E se qualcuno rapirà la moglie ad un altro, dovrà essere condannato a duecento lire; se qualcuno commetterà adulterio con la moglie di un altro senza che ne avvenga il ratto, dovrà essere condannato a cinquanta lire; e la donna dovrà perdere la sua dote, dovunque, di sua volontà, commetterà adulterio.
Ma se il marito tratterrà presso di sé quella sua moglie che commette adulterio dopo che quello è stato commesso, la dote in tal caso non si potrà affatto considerare perduta, anche se per quel fatto fosse avvenuta una condanna.
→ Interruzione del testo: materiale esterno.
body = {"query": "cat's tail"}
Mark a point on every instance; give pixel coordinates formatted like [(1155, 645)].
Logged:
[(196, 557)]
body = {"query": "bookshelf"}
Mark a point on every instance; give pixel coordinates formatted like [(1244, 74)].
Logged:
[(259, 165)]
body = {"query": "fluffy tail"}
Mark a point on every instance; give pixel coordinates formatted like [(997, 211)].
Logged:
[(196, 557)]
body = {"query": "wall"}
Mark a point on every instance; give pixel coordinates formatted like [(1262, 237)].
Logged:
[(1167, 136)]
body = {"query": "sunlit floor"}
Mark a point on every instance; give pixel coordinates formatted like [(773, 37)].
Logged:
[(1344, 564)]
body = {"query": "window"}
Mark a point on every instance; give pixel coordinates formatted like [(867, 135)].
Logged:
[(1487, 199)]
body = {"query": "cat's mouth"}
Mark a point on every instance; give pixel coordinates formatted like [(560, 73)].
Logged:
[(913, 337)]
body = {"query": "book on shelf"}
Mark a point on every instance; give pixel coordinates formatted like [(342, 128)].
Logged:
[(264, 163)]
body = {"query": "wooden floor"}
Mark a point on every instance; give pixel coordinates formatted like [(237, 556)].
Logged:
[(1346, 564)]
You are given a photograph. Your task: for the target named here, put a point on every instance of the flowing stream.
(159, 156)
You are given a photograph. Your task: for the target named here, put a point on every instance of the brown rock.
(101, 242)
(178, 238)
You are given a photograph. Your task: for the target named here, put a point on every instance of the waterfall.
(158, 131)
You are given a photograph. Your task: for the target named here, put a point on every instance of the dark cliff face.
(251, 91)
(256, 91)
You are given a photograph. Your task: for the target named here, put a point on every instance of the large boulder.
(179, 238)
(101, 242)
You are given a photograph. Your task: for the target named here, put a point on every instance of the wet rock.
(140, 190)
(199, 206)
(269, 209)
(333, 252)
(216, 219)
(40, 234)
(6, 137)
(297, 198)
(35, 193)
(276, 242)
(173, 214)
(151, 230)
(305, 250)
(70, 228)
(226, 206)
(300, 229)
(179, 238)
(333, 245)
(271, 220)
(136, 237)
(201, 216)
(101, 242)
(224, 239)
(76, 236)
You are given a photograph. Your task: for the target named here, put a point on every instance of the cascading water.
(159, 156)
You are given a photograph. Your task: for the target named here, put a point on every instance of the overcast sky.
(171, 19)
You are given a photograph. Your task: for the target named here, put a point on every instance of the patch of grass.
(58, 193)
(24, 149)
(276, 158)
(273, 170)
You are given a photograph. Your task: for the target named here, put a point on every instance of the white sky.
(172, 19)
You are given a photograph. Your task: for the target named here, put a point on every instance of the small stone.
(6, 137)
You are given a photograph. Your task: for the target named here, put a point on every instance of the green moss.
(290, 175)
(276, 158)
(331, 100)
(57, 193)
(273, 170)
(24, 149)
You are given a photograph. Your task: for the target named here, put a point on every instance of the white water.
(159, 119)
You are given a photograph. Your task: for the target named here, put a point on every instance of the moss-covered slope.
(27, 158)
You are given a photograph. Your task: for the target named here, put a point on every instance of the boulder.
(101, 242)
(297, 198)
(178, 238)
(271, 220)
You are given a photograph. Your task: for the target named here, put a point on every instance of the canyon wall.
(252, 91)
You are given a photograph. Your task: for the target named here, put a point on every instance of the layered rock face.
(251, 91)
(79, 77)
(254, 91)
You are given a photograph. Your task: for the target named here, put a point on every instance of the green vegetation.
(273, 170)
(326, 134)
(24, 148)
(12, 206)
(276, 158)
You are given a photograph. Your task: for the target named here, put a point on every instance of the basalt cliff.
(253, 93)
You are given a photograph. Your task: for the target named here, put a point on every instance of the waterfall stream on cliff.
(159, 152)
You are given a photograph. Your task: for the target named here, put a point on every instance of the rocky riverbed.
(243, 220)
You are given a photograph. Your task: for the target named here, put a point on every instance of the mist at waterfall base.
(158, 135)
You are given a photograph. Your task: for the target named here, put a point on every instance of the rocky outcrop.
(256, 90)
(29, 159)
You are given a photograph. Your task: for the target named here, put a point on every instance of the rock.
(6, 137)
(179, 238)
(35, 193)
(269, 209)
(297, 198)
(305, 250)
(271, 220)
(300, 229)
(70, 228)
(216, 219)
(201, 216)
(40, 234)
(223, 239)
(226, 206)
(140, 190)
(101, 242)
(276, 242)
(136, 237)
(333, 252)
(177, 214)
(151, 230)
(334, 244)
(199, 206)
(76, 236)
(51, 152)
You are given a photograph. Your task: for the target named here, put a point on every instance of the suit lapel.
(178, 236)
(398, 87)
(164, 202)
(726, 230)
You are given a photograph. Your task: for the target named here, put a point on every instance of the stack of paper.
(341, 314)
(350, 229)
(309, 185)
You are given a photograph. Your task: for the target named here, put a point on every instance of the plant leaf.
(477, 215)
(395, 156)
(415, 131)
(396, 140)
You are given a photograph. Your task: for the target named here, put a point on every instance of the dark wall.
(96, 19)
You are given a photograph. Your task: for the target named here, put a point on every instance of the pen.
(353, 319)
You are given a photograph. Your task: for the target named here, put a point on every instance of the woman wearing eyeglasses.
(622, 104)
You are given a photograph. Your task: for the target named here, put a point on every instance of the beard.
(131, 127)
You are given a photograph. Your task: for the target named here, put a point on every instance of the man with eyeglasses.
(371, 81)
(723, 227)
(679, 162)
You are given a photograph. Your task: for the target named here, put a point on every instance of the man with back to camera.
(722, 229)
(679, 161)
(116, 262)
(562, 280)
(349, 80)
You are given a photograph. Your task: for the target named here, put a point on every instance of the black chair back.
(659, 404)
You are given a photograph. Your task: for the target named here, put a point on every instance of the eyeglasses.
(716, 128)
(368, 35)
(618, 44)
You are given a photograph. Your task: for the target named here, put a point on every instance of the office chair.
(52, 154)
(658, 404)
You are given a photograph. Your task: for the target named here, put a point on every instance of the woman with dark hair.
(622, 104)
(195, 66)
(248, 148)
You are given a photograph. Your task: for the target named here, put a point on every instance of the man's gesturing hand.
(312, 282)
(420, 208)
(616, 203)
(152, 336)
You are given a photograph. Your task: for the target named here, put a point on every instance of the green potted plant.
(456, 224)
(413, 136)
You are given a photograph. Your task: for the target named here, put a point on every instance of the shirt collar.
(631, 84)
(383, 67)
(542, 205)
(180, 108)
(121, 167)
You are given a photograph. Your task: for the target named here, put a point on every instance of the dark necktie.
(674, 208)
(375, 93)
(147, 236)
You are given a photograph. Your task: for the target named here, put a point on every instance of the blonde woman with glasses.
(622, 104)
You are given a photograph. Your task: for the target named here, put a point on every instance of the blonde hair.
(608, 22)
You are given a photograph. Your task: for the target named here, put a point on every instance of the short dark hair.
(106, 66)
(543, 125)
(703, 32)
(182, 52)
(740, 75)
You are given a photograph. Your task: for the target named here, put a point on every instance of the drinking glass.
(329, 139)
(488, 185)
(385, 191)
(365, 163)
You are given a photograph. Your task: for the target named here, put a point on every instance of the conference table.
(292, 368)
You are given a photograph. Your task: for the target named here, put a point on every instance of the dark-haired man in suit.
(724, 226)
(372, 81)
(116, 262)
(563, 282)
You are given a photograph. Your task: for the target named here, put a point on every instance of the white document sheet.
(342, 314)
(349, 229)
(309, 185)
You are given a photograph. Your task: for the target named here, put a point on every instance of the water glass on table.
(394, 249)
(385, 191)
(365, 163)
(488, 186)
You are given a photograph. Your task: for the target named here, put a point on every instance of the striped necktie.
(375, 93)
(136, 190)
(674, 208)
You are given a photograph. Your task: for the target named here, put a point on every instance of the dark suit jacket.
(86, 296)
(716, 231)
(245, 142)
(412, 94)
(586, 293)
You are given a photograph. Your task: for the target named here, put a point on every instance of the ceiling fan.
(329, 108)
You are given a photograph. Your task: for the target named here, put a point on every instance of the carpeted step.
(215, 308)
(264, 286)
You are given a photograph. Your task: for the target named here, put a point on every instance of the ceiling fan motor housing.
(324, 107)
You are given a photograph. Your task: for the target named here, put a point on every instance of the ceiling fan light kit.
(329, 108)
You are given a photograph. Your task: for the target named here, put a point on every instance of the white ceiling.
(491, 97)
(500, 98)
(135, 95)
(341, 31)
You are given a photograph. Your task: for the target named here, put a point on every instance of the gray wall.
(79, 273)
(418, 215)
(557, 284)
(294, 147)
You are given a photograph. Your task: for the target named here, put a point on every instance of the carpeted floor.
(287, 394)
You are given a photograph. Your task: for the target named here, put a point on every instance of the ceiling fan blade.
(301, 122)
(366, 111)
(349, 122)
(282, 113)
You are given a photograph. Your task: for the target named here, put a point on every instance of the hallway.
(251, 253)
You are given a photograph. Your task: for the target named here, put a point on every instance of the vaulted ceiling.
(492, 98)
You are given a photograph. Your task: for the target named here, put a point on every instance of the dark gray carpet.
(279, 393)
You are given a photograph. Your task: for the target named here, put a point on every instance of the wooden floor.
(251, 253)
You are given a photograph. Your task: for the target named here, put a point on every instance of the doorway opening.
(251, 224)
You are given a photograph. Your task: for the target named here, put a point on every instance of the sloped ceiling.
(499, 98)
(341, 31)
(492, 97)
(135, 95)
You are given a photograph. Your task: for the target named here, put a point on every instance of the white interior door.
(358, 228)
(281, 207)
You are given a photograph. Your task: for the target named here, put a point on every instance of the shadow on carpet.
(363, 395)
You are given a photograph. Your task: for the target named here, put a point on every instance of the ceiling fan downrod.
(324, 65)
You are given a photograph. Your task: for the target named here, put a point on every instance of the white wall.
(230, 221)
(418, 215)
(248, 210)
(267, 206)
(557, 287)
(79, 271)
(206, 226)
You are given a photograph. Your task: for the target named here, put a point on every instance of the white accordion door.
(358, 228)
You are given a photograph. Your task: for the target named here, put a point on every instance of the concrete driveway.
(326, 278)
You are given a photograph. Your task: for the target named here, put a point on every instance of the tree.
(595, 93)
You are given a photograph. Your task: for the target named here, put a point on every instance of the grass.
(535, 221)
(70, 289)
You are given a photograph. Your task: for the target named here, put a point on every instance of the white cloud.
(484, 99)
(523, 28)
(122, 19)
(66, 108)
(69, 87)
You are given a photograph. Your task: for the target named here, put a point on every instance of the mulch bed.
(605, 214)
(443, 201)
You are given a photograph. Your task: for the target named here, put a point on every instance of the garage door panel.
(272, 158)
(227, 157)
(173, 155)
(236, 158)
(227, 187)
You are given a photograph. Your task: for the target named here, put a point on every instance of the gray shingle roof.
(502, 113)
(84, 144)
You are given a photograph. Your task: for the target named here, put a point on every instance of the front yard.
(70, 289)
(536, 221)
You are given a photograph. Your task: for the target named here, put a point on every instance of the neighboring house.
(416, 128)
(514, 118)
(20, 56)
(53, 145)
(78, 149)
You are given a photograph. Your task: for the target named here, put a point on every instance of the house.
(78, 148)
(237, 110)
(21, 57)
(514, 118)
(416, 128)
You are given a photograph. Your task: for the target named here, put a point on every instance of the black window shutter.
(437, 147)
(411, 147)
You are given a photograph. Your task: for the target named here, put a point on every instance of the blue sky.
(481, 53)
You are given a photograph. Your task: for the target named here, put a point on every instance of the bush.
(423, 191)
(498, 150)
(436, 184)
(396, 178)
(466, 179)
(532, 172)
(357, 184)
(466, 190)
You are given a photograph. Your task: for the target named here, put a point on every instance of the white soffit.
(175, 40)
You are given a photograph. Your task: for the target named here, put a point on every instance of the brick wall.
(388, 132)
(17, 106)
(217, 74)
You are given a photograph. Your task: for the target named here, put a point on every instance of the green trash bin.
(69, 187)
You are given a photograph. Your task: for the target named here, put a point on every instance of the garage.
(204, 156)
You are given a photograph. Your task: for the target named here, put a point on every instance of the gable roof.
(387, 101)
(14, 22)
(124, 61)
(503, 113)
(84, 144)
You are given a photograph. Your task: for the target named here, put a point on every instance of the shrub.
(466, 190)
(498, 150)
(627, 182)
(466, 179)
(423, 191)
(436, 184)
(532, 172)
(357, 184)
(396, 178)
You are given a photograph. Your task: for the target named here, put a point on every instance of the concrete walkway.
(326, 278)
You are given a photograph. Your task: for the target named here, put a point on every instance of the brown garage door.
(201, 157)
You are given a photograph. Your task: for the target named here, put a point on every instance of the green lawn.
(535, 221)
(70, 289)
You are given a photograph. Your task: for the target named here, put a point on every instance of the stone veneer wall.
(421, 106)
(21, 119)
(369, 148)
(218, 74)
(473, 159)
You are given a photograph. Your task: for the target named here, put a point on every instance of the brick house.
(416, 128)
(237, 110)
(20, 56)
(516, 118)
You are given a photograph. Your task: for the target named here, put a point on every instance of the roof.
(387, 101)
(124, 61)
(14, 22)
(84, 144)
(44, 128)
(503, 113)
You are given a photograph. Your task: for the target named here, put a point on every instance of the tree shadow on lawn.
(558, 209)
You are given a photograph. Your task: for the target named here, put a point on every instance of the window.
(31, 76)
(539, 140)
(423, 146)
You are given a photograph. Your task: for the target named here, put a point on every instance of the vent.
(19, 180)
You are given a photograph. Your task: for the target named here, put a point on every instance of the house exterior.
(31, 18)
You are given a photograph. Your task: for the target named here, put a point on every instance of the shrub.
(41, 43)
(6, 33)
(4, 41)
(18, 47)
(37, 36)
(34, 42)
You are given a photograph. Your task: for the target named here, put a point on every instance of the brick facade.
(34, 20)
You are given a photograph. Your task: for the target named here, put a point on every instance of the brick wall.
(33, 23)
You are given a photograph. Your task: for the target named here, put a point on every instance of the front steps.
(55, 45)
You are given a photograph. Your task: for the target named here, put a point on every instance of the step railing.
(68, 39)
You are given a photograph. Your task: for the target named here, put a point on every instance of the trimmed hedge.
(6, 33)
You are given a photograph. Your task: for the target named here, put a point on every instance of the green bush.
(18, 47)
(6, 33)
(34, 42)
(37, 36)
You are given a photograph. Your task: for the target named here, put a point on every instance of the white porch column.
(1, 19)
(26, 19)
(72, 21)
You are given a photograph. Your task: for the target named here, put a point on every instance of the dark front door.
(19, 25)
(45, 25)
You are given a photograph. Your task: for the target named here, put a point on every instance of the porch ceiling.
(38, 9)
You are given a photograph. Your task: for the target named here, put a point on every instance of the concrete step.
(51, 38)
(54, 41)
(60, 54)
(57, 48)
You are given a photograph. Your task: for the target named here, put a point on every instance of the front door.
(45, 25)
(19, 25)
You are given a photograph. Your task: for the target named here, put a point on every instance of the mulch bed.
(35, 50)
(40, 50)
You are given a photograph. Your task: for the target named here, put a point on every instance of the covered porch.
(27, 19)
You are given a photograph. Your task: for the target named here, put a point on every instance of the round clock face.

Se qualcuno, con la forza, vorrà possedere, o avrà posseduto una donna non sposata, dovrà essere condannato a cinquanta lire, e se essa era maritata a cento lire, se essa era di vita onesta e di buona reputazione.
Se poi qualcuno, pur avendo una moglie, contrarrà matrimonio con un’altra donna, dovrà essere condannato a cinquanta lire.
E se qualcuno, in qualche questione, farà opposizione contro sua moglie dicendo di averne un’altra, e non ne darà la prova entro un mese, dovrà essere condannato a venticinque lire per il comune di Arezzo e altre venticinque per sua moglie, e lo stesso si deve osservare per la moglie se farà opposizione contro suo marito.
E su nessun adulterio, stupro o incesto si potrà inquisire o altrimenti procedere, se non sarà avanzata un’accusa da parte del padre o della stessa donna, del marito, del fratello o del figlio della medesima.